Se a operadora do plano de saúde não comprova fato extraordinário que torne o contrato com o cliente oneroso demais, nos termos dos artigos 478 e 479 do Código Civil, a rescisão unilateral do acordo ofende o princípio da boa-fé objetiva. Por consequência, a falta de cobertura dos serviços médicos em meio ao tratamento de doença grave dá ao paciente o direito de ser ressarcido por danos morais.
O entendimento foi firmado pela 5ª Câmara Cível do Tribunal de Justiça do Rio Grande do Sul, ao aceitar Apelação de uma mulher que teve o pedido de reparação moral indeferido depois de correr o risco de ter seu tratamento de câncer interrompido, por conta do cancelamento abrupto do contrato do plano de saúde. Em reforma à decisão, o colegiado arbitrou em R$ 12 mil a indenização.
O relator do recurso, desembargador Jorge Luiz Lopes do Canto, disse que, no caso do plano de saúde, a parte contratante espera contar com pronto atendimento, juntamente com os seus beneficiários, exatamente no momento em que está mais fragilizada, devido ao seu estado de saúde.
“Assim, a demandada [operadora do plano de saúde] deve ressarcir os danos morais reconhecidos, na forma do artigo 186 do novo Código Civil, cuja incidência decorre da prática de conduta ilícita, a qual se configurou no caso em tela em virtude da rescisão do contrato, atitude abusiva na qual a ré assumiu o risco de causar lesão à parte autora, mesmo de ordem extrapatrimonial, daí ensejando o dever de indenizar”, anotou no acórdão, lavrado na sessão de 15 de março.
O caso
Beneficiária de um plano de saúde empresarial, a autora foi surpreendida com a rescisão contratual dos serviços por parte da Golden Cross, justamente quando se encontrava na fase final do tratamento de um câncer. Ela resolveu, então, ir à Justiça pedir provimento liminar para manter o plano de saúde nos moldes originalmente contratados, além de reparação por danos na esfera moral.
Citada pela 13ª Vara Cível do Foro Central de Porto Alegre, a operadora argumentou “ilegitimidade ativa”, pois a autora não seria titular do plano. No mérito, disse haver previsão contratual para o desfazimento unilateral do contrato firmado. Após discorrer sobre a legislação que rege a matéria, reafirmando a inexistência de danos de ordem moral, pediu a extinção ou a improcedência da ação.
Parcial procedência
O juiz Alexandre Kreutz escreveu na sentença, proferida no dia 23 de abril de 2014, que a relação entre os litigantes é de consumo, citando os artigos 2º e 3º do Código de Defesa do Consumidor (Lei 8.078/90). Também derrubou a preliminar de “ilegitimidade ativa”. Como a parte autora é beneficiária do plano, observou, esta possui relação de direito material, podendo pleitear em juízo sem a necessidade da presença da empresa estipulante do plano.

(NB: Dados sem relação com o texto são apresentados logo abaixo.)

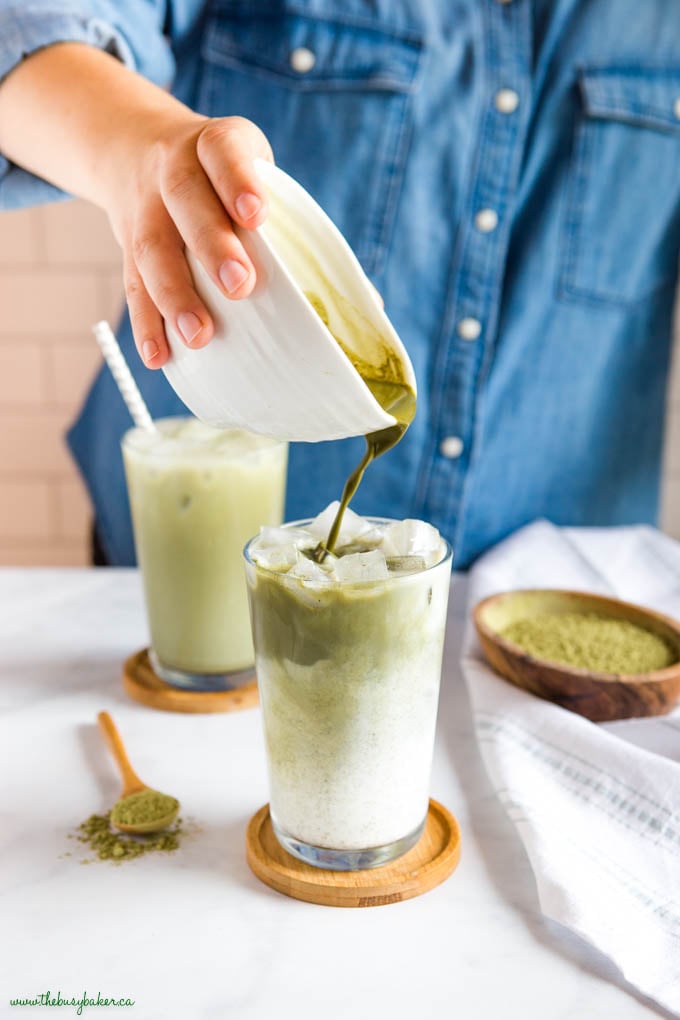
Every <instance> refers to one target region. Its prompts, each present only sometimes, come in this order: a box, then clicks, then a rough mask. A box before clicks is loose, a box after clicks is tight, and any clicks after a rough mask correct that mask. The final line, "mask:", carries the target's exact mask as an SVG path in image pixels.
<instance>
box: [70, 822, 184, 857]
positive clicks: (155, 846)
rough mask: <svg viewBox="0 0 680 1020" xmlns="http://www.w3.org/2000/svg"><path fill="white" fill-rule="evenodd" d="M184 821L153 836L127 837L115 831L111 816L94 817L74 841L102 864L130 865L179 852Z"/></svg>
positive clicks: (182, 834) (156, 833)
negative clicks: (109, 863)
mask: <svg viewBox="0 0 680 1020" xmlns="http://www.w3.org/2000/svg"><path fill="white" fill-rule="evenodd" d="M184 834H185V833H184V829H182V827H181V819H178V821H177V822H176V823H175V825H173V826H172V828H169V829H165V830H164V831H163V832H152V833H149V835H125V834H124V833H123V832H114V831H113V830H112V829H111V812H110V811H109V812H107V813H106V814H105V815H90V817H89V818H87V819H86V820H85V821H84V822H82V823H81V824H80V825H79V826H77V829H76V830H75V832H74V833H73V836H74V838H76V839H77V840H79V843H82V844H85V845H86V846H87V847H88V848H89V849H90V851H91V852H92V854H93V855H94V858H97V859H99V860H100V861H115V862H119V861H129V860H132V859H133V858H135V857H143V856H145V855H146V854H154V853H159V852H160V853H166V854H167V853H172V852H173V851H175V850H178V849H179V839H180V837H181V836H182V835H184ZM94 858H86V859H85V860H83V861H82V863H83V864H86V863H90V861H91V860H93V859H94Z"/></svg>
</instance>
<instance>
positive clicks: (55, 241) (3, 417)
mask: <svg viewBox="0 0 680 1020" xmlns="http://www.w3.org/2000/svg"><path fill="white" fill-rule="evenodd" d="M120 265H121V260H120V251H119V249H118V246H117V244H116V243H115V241H114V239H113V236H112V234H111V231H110V228H109V225H108V222H107V219H106V216H105V215H104V214H103V213H102V212H100V211H99V210H98V209H96V208H94V207H93V206H91V205H88V204H87V203H85V202H73V201H69V202H63V203H58V204H55V205H50V206H41V207H40V208H37V209H25V210H18V211H13V212H0V564H3V565H24V564H25V565H39V564H47V565H59V566H61V565H81V564H87V563H89V562H90V521H91V512H90V505H89V500H88V496H87V493H86V491H85V488H84V486H83V482H82V481H81V478H80V475H79V473H77V470H76V468H75V466H74V464H73V462H72V460H71V458H70V455H69V453H68V450H67V449H66V446H65V443H64V440H63V436H64V431H65V429H66V427H67V426H68V424H69V423H70V422H71V421H72V419H73V417H74V415H75V413H76V411H77V408H79V407H80V405H81V403H82V401H83V398H84V397H85V394H86V392H87V389H88V387H89V385H90V381H91V379H92V378H93V376H94V374H95V371H96V370H97V368H98V367H99V365H100V363H101V358H100V355H99V350H98V348H97V345H96V343H95V341H94V338H93V337H92V334H91V326H92V323H93V322H96V321H97V320H98V319H100V318H109V319H113V320H115V319H116V318H117V315H118V312H119V309H120V307H121V303H122V284H121V269H120Z"/></svg>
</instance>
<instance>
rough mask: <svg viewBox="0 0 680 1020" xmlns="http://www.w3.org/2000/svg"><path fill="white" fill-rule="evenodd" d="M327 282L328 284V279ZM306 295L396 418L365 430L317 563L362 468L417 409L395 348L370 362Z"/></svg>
mask: <svg viewBox="0 0 680 1020" xmlns="http://www.w3.org/2000/svg"><path fill="white" fill-rule="evenodd" d="M326 286H328V285H327V282H326ZM305 297H306V298H307V300H308V301H309V303H310V304H311V305H312V307H313V308H314V310H315V312H316V313H317V315H318V316H319V318H320V319H321V321H322V322H323V323H324V325H325V326H326V328H327V329H328V330H329V333H330V334H331V335H332V337H333V338H334V340H335V342H336V344H337V346H338V347H339V348H341V349H342V351H343V352H344V354H345V355H346V357H347V358H348V359H349V360H350V361H351V362H352V364H353V365H354V367H355V368H356V369H357V371H358V372H359V374H360V375H361V377H362V379H363V380H364V382H365V384H366V386H367V387H368V389H369V390H370V391H371V393H372V394H373V397H374V398H375V400H376V401H377V402H378V404H379V405H380V407H381V408H382V410H383V411H385V413H386V414H391V416H393V417H394V418H395V419H396V422H395V424H394V425H387V427H386V428H380V429H378V430H377V431H375V432H368V435H367V436H366V437H364V438H365V440H366V452H365V453H364V456H363V457H362V458H361V461H360V462H359V464H358V465H357V467H355V469H354V471H353V472H352V474H351V475H350V477H349V478H348V479H347V481H346V482H345V488H344V489H343V496H342V499H341V504H339V507H338V508H337V513H336V514H335V518H334V520H333V522H332V524H331V526H330V531H329V532H328V538H327V539H326V541H325V542H320V543H319V545H318V546H317V547H316V549H315V550H314V553H313V556H312V558H313V559H314V560H315V561H316V562H317V563H321V562H322V561H323V560H324V559H325V557H326V555H327V554H328V553H332V551H333V549H334V548H335V544H336V542H337V538H338V535H339V531H341V527H342V525H343V517H344V515H345V511H346V510H347V508H348V506H349V505H350V501H351V500H352V498H353V497H354V495H355V493H356V492H357V489H358V488H359V484H360V482H361V479H362V478H363V476H364V471H365V470H366V468H367V467H368V465H369V464H370V462H371V461H372V460H375V458H376V457H380V456H381V455H382V454H383V453H386V451H387V450H390V449H391V447H394V446H396V445H397V443H399V441H400V440H401V438H402V436H403V435H404V432H405V431H406V429H407V428H408V427H409V425H410V424H411V422H412V421H413V418H414V417H415V413H416V395H415V393H414V392H413V390H412V389H411V387H410V386H409V384H408V381H407V380H406V378H405V375H404V366H403V364H402V362H401V361H400V360H399V358H397V357H395V354H394V352H393V351H391V350H390V349H389V348H387V346H386V345H384V360H383V361H382V362H381V363H380V364H379V365H373V364H370V363H369V362H368V361H365V360H364V359H363V358H362V357H361V356H360V355H358V354H357V353H356V352H355V351H354V350H352V349H351V348H350V347H348V345H347V344H346V343H344V342H343V339H342V338H341V337H338V336H337V335H336V334H335V333H334V331H333V330H332V329H331V328H330V325H329V321H328V313H327V311H326V308H325V305H324V304H323V302H322V301H321V299H320V298H319V297H318V296H317V295H316V294H312V293H311V292H307V291H306V292H305ZM354 339H355V340H356V339H358V337H357V336H355V338H354Z"/></svg>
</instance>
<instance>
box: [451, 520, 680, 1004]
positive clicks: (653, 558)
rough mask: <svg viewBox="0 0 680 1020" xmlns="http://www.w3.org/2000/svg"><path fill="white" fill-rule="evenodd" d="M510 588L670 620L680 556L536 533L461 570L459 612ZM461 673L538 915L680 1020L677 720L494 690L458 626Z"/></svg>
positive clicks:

No mérito, entretanto, o julgador deu parcial procedência à demanda, tão somente para confirmar a liminar que determinou a manutenção da autora e seus dependentes no plano originalmente contratado com a Golden Cross. “Embora o contrato firmado entre as partes preveja a possibilidade de rescisão contratual, é entendimento deste juízo que tal rompimento deva ser devidamente fundamentado, com justificativa plausível, o que não ocorreu no caso em tela”, sustentou. A previsão consta nas disposições do artigo 51 do CDC.
O juiz complementou que seria possível a exclusão da cliente desde que a empresa oferecesse para ela as mesmas condições de cobertura e preço em outro plano semelhante. Isso, no entanto, não foi feito.

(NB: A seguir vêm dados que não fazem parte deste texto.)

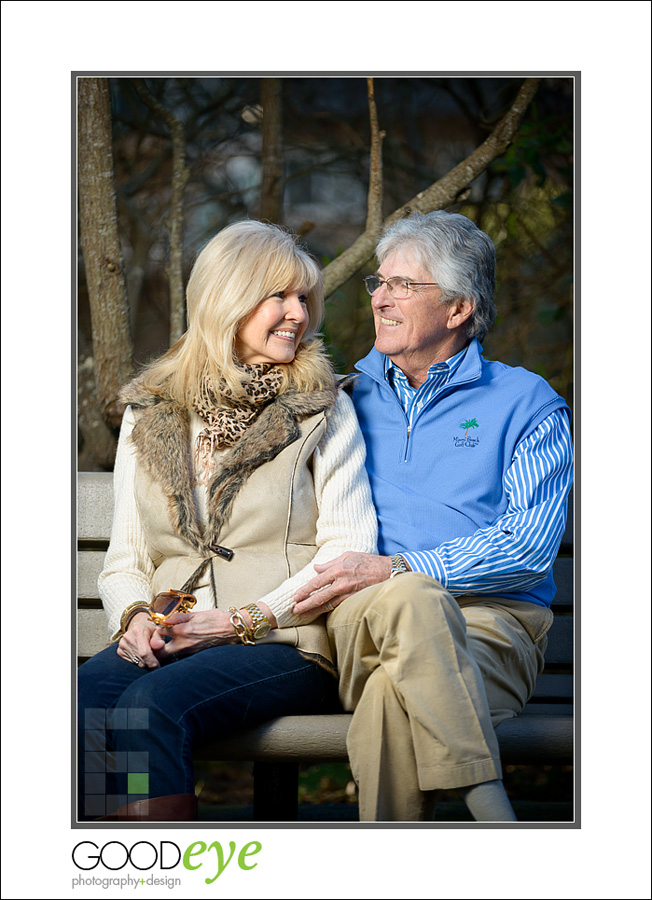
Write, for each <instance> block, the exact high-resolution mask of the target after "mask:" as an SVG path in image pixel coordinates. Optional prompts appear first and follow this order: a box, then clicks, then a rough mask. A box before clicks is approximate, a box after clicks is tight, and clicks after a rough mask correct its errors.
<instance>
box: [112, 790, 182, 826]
mask: <svg viewBox="0 0 652 900" xmlns="http://www.w3.org/2000/svg"><path fill="white" fill-rule="evenodd" d="M196 819H197V798H196V797H195V795H194V794H172V795H170V796H168V797H150V798H149V799H147V800H136V801H135V802H134V803H127V805H126V806H121V807H120V809H119V810H118V811H117V812H115V813H113V814H112V815H110V816H102V818H100V819H95V821H96V822H195V821H196Z"/></svg>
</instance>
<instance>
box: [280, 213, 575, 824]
mask: <svg viewBox="0 0 652 900" xmlns="http://www.w3.org/2000/svg"><path fill="white" fill-rule="evenodd" d="M377 257H378V261H379V267H378V270H377V273H376V274H375V275H372V276H369V277H368V278H366V279H365V283H366V286H367V290H368V291H369V293H370V294H371V298H372V299H371V304H372V307H373V312H374V320H375V326H376V341H375V345H374V348H373V349H372V351H371V353H370V354H369V355H368V356H367V357H366V358H365V359H363V360H362V361H361V362H360V363H358V366H357V368H358V369H359V371H360V373H361V374H360V375H358V376H357V378H356V380H355V383H354V390H353V400H354V403H355V406H356V410H357V413H358V417H359V421H360V425H361V427H362V431H363V434H364V437H365V441H366V445H367V470H368V473H369V478H370V481H371V487H372V492H373V496H374V501H375V504H376V508H377V512H378V524H379V544H378V549H379V555H371V554H361V553H345V554H344V555H343V556H341V557H339V558H338V559H336V560H334V561H332V562H330V563H328V564H325V565H323V566H316V567H315V568H316V570H317V572H318V573H319V574H318V575H317V577H316V578H314V579H313V580H312V581H311V582H310V583H309V584H308V585H306V587H305V588H304V589H303V590H301V591H299V592H298V593H297V594H296V595H295V600H296V603H297V605H296V607H295V611H296V612H297V613H298V614H304V613H309V612H313V614H314V610H315V609H318V608H319V609H321V608H323V609H326V610H333V611H332V612H330V615H329V617H328V630H329V636H330V640H331V642H332V645H333V648H334V651H335V653H336V655H337V663H338V669H339V672H340V699H341V701H342V704H343V705H344V707H345V709H348V710H353V711H354V715H353V719H352V723H351V727H350V729H349V736H348V749H349V755H350V759H351V765H352V769H353V774H354V777H355V779H356V782H357V783H358V786H359V799H360V818H361V820H370V821H378V820H385V821H418V820H422V819H424V818H427V817H428V816H430V815H431V814H432V799H433V796H434V794H433V792H434V791H435V790H437V789H446V788H458V789H461V790H462V793H463V795H464V797H465V800H466V803H467V806H468V807H469V809H470V811H471V814H472V815H473V817H474V818H475V819H476V820H479V821H513V820H514V818H515V817H514V813H513V810H512V808H511V805H510V803H509V800H508V798H507V795H506V794H505V791H504V789H503V785H502V780H501V779H502V774H501V767H500V755H499V750H498V744H497V741H496V736H495V734H494V727H495V726H496V725H497V724H499V723H500V722H502V721H503V720H504V719H506V718H510V717H513V716H515V715H517V714H518V713H519V712H520V711H521V709H522V708H523V706H524V705H525V703H526V701H527V700H528V698H529V697H530V696H531V694H532V691H533V690H534V684H535V680H536V677H537V674H538V672H539V671H540V670H541V667H542V664H543V654H544V651H545V647H546V643H547V638H546V632H547V631H548V629H549V628H550V625H551V623H552V613H551V611H550V604H551V601H552V598H553V596H554V593H555V586H554V582H553V579H552V571H551V570H552V564H553V561H554V559H555V556H556V553H557V549H558V546H559V542H560V540H561V537H562V534H563V531H564V526H565V518H566V499H567V495H568V491H569V489H570V484H571V478H572V458H573V454H572V446H571V438H570V427H569V411H568V407H567V405H566V403H565V402H564V401H563V400H562V398H561V397H559V396H558V395H557V394H556V393H555V392H554V391H553V390H552V389H551V388H550V386H549V385H548V384H547V383H546V382H545V381H544V380H543V379H541V378H539V377H538V376H536V375H533V374H532V373H530V372H527V371H525V370H524V369H520V368H510V367H509V366H506V365H503V364H502V363H498V362H488V361H486V360H485V359H484V358H483V356H482V348H481V346H480V343H479V341H480V340H482V339H483V338H484V335H485V334H486V332H487V330H488V329H489V328H490V326H491V325H492V323H493V321H494V319H495V316H496V311H495V306H494V301H493V293H494V285H495V251H494V247H493V244H492V242H491V240H490V239H489V237H488V236H487V235H486V234H484V233H483V232H482V231H480V230H479V229H478V228H477V227H476V226H475V225H474V224H473V223H472V222H471V221H470V220H469V219H467V218H465V217H464V216H461V215H457V214H452V213H445V212H434V213H430V214H428V215H424V216H422V215H415V216H413V217H411V218H409V219H405V220H403V221H401V222H399V223H398V224H396V225H394V226H393V227H391V228H390V229H389V230H388V231H387V232H386V234H385V235H384V236H383V238H382V239H381V240H380V242H379V244H378V247H377ZM395 576H397V577H395Z"/></svg>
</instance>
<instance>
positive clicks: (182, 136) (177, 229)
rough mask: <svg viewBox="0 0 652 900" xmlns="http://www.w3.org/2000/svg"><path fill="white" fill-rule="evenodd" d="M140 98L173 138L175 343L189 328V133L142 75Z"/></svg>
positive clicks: (167, 273) (180, 122)
mask: <svg viewBox="0 0 652 900" xmlns="http://www.w3.org/2000/svg"><path fill="white" fill-rule="evenodd" d="M134 87H135V88H136V91H137V93H138V95H139V97H140V99H141V100H142V101H143V103H145V104H146V105H147V106H148V107H149V108H150V109H151V110H152V111H153V112H155V113H156V114H157V115H158V116H160V117H161V119H163V121H164V122H165V124H166V125H167V127H168V128H169V129H170V136H171V139H172V186H171V190H170V214H169V216H168V218H167V219H166V220H165V227H166V228H167V230H168V234H169V235H170V258H169V260H168V264H167V266H166V268H165V273H166V275H167V277H168V284H169V286H170V346H172V345H173V344H176V342H177V341H178V340H179V338H180V337H181V335H182V334H183V333H184V331H185V330H186V322H185V318H186V316H185V304H184V296H185V295H184V291H183V191H184V188H185V186H186V182H187V181H188V178H189V177H190V172H189V170H188V168H187V166H186V132H185V128H184V126H183V122H182V121H181V119H178V118H177V117H176V116H175V115H174V114H173V113H172V112H171V110H169V109H167V107H165V106H163V104H162V103H159V102H158V100H157V99H156V97H155V96H154V95H153V94H152V92H151V91H150V90H149V88H148V87H147V85H146V84H145V82H144V80H143V79H142V78H137V79H136V80H135V81H134Z"/></svg>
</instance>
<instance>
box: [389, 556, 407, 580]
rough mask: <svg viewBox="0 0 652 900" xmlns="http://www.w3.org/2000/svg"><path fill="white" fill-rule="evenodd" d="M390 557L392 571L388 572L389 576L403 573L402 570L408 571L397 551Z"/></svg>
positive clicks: (392, 576) (392, 575)
mask: <svg viewBox="0 0 652 900" xmlns="http://www.w3.org/2000/svg"><path fill="white" fill-rule="evenodd" d="M391 559H392V571H391V572H390V573H389V577H390V578H394V576H395V575H403V573H404V572H408V571H409V569H408V567H407V565H406V563H405V560H404V559H403V557H402V556H400V555H399V554H398V553H395V554H394V556H392V558H391Z"/></svg>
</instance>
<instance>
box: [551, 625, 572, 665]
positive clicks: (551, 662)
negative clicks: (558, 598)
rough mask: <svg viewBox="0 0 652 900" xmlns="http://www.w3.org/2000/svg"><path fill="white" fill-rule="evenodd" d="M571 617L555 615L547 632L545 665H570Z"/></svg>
mask: <svg viewBox="0 0 652 900" xmlns="http://www.w3.org/2000/svg"><path fill="white" fill-rule="evenodd" d="M573 621H574V620H573V617H572V616H555V619H554V621H553V623H552V627H551V628H550V631H549V632H548V649H547V650H546V664H547V665H551V664H554V665H570V664H571V663H572V661H573V633H574V629H573Z"/></svg>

Por fim, o titular da 13ª Vara Cível entendeu que a cláusula que prevê a rescisão unilateral do contrato por qualquer uma das partes não é abusiva. “Assim, inexistindo ilegalidade stricto sensu praticada pela requerida, resta ausente um dos requisitos da responsabilidade civil, desautorizando o arbitramento de indenização por danos morais. Ainda, a situação exposta não é capaz, por si só, de gerar dano grave à personalidade da parte, a ponto de exigir indenização”, justificou, fulminando a pretensão da autora.